S&P 500 futures were down 0.3% as of 5:50 a.m. in New York, while Nasdaq 100 contracts fell 0.4%. The Bloomberg Dollar Spot Index climbed toward the day's highs, dragging down all Group-of-10 currencies. Treasury yields were little changed, while UK and Europe bond markets are similarly listless. Gold and oil fell, while Bitcoin slid nearly 1% and headed for a third straight day of losses. 

Coming up…

At 9:45 a.m., we'll get S&P survey data on manufacturing, followed by similar figures from ISM at 10 a.m. At the same time, the US will publish data on construction spending and job openings. Chicago Fed President Austan Goolsbee speaks at an event at 10 a.m. Earnings include Pfizer, Merck, Starbucks, Caterpillar and Uber. 

What we've been reading

Here's what caught our eye over the past 24 hours:

And finally, here's what Joe's interested in this morning…

The housing market has been remarkably resilient throughout this period of higher mortgage rates, but 6 months ago this strength wasn't so obvious. In February on the Odd Lots podcast, we spoke to Chase Emmerson, a land broker and investor in Arizona, who said that in the winter months a number of homebuilders had put a halt on fresh land purchases.

That of course fit with other measures of housing activity which briefly went into a freeze last winter and rates started to spike. But now it's the opposite.

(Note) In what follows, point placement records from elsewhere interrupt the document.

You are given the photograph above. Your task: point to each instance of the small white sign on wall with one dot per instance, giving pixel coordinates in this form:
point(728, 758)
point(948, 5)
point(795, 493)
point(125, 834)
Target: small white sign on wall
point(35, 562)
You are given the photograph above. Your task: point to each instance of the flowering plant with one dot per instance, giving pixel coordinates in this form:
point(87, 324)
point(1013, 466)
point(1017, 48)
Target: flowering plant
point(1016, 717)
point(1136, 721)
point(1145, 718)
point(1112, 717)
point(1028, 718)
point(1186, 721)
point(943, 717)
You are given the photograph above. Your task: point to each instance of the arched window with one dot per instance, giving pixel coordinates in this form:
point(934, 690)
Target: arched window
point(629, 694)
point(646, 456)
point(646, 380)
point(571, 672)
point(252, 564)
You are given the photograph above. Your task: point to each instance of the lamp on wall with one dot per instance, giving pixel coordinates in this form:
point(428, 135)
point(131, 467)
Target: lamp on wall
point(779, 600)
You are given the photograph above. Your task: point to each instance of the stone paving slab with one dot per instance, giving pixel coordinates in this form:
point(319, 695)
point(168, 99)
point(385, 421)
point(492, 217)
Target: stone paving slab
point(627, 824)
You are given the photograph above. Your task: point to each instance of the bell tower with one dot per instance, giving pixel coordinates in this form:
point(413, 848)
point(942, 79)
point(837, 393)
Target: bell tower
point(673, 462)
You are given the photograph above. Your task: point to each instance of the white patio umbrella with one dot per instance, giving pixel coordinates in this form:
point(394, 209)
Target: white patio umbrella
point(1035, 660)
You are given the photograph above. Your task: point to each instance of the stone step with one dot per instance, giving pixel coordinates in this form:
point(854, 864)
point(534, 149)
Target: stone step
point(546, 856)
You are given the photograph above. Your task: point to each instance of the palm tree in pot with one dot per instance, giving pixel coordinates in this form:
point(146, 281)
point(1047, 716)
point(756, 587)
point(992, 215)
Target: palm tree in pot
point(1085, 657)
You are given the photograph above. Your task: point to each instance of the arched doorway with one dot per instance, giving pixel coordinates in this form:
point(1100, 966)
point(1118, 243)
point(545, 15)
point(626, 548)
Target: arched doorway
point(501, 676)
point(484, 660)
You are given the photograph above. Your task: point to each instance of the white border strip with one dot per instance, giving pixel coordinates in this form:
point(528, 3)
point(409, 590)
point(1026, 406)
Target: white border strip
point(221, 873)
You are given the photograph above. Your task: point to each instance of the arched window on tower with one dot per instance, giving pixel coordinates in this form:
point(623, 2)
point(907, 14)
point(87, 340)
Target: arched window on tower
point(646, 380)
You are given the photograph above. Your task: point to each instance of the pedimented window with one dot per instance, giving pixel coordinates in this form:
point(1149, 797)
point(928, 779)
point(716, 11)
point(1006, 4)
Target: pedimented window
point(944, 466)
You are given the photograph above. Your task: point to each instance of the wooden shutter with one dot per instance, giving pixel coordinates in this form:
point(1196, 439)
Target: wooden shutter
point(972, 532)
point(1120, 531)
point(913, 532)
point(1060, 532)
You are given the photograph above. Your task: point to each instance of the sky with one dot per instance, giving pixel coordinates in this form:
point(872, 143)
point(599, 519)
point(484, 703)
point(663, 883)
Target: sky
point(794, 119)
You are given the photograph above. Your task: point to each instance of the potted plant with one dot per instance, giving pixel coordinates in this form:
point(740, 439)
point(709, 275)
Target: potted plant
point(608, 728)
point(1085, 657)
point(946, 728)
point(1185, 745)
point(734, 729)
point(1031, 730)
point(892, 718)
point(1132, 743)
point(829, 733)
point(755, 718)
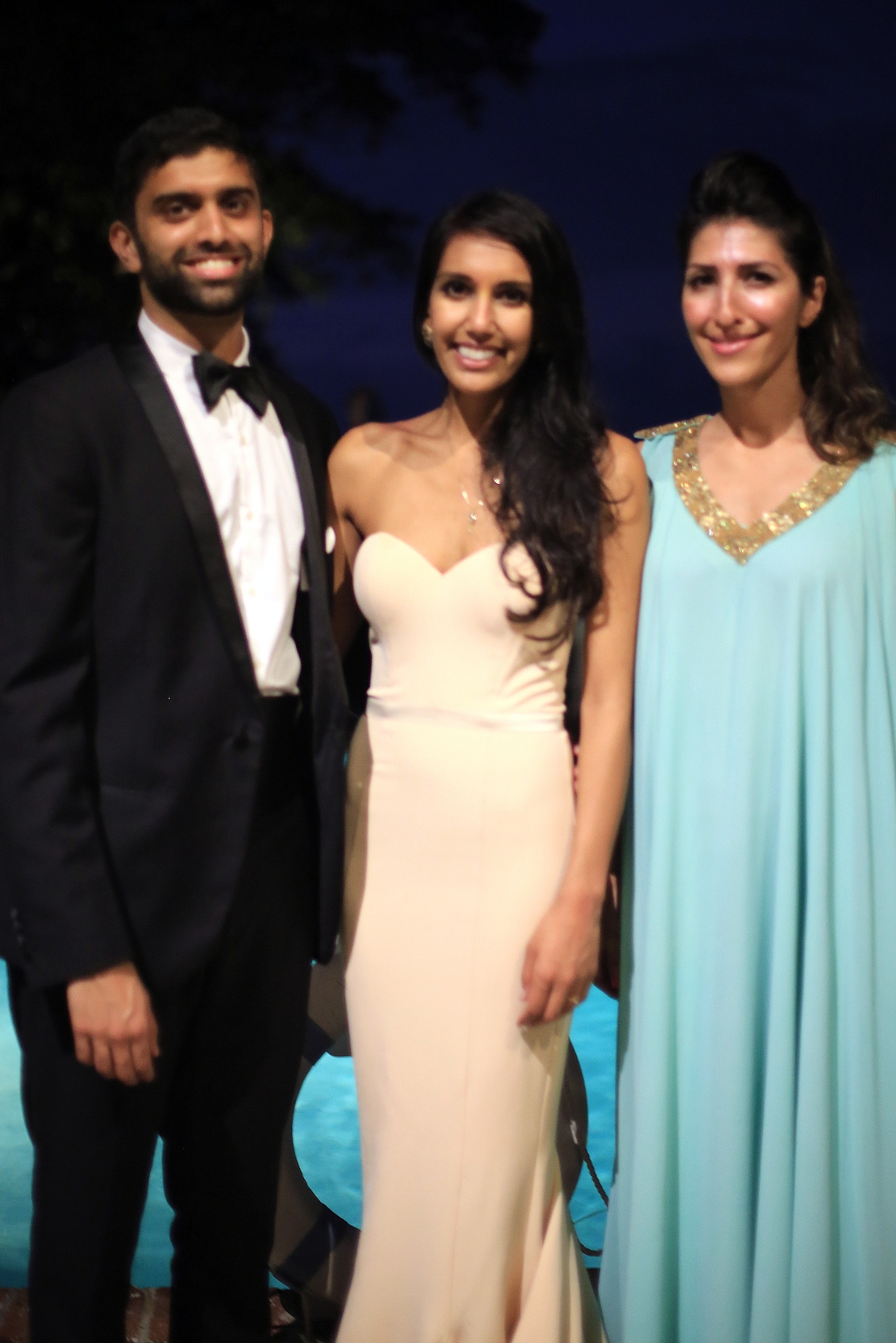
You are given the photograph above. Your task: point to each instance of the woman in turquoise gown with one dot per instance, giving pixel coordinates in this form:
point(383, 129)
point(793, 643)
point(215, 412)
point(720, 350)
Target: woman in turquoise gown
point(756, 1189)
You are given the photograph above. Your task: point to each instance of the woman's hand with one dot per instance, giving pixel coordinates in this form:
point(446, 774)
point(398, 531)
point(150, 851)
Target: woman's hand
point(562, 959)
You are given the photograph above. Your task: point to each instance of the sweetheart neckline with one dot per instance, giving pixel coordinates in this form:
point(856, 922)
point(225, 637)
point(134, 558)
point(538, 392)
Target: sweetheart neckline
point(407, 545)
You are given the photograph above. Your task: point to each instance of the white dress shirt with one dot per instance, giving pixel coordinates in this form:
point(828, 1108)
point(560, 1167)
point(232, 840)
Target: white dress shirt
point(251, 481)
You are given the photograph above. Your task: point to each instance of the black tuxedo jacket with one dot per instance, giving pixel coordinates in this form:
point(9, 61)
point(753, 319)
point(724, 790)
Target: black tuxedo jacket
point(131, 723)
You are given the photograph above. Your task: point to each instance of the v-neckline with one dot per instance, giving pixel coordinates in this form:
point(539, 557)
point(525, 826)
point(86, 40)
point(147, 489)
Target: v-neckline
point(737, 540)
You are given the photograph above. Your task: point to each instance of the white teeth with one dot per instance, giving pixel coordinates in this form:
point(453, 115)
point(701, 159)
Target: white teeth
point(215, 265)
point(476, 352)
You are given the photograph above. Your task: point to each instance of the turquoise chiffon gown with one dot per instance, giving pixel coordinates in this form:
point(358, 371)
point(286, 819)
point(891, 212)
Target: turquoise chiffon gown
point(756, 1189)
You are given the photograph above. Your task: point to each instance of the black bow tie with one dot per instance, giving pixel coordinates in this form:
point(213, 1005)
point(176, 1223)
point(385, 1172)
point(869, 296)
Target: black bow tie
point(215, 376)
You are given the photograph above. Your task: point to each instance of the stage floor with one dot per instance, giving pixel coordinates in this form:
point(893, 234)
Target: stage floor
point(327, 1144)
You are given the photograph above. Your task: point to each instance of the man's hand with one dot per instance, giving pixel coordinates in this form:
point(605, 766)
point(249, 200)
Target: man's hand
point(113, 1025)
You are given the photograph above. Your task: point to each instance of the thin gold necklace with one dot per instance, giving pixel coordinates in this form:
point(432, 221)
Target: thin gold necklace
point(473, 517)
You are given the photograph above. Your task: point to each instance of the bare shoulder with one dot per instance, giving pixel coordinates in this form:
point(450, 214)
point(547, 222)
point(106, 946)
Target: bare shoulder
point(625, 476)
point(359, 453)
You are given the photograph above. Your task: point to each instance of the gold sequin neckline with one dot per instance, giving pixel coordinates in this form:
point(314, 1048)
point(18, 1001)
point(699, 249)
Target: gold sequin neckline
point(741, 543)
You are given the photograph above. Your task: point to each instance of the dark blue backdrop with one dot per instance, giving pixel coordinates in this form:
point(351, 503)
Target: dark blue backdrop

According to fresh research from John Burns Real Estate Consulting, the land market is "on fire" once again across much of the industry.

In other words, if you were a homebuilder and your first reaction to higher rates was to slow down land acquisition, you likely got burned and regret that decision. You're scrambling to play catch up for that pause, and now you're paying more for land than you otherwise would have.

This has kind of been the economic story of the last few years. Betting on downturns has been costly. The auto industry learned this lesson. It canceled numerous chip orders when the pandemic hit in early 2020, and it's been struggling to play catch up ever since. The carmakers got burned betting on a downturn. Every restaurant or service-type of industry that let workers go got caught way short due to lack of staffing throughout 2020, 2021, and 2022.

In the latest edition of the Dallas Fed Manufacturing Report, one company in the Computer and Electronic Product Manufacturing industry said the following: "We continue to be concerned by all of the talk of a recession. We aren't seeing that reflected in reduced customer demand yet. We intend to make significant capital investments over the next six months to expand capacity and reduce our unit costs, as we hope to gain market share in the event of a recession."

Now of course this is just one anonymous company, in one survey, in one industry, in the state of Texas. But at some point perhaps firms get trained that cutting labor and capacity is a bad move. That if they do that, then not long after they will be behind and have to play catch up, like automakers or homebuilders or restaurants or whoever else. If more companies perceive recessions as a time to take advantage of the mistakes of their competitors, then that's a recipe for shallow, short recessions, or even not having a recession at all.

Yesterday in the newsletter, I wrote about the power of Big Fiscal to kick economic activity into a higher gear. Short-circuiting recessionary channels, by implicitly punishing companies that shed capacity, is potentially one way for an economy to sustain output at higher levels for a longer period of time.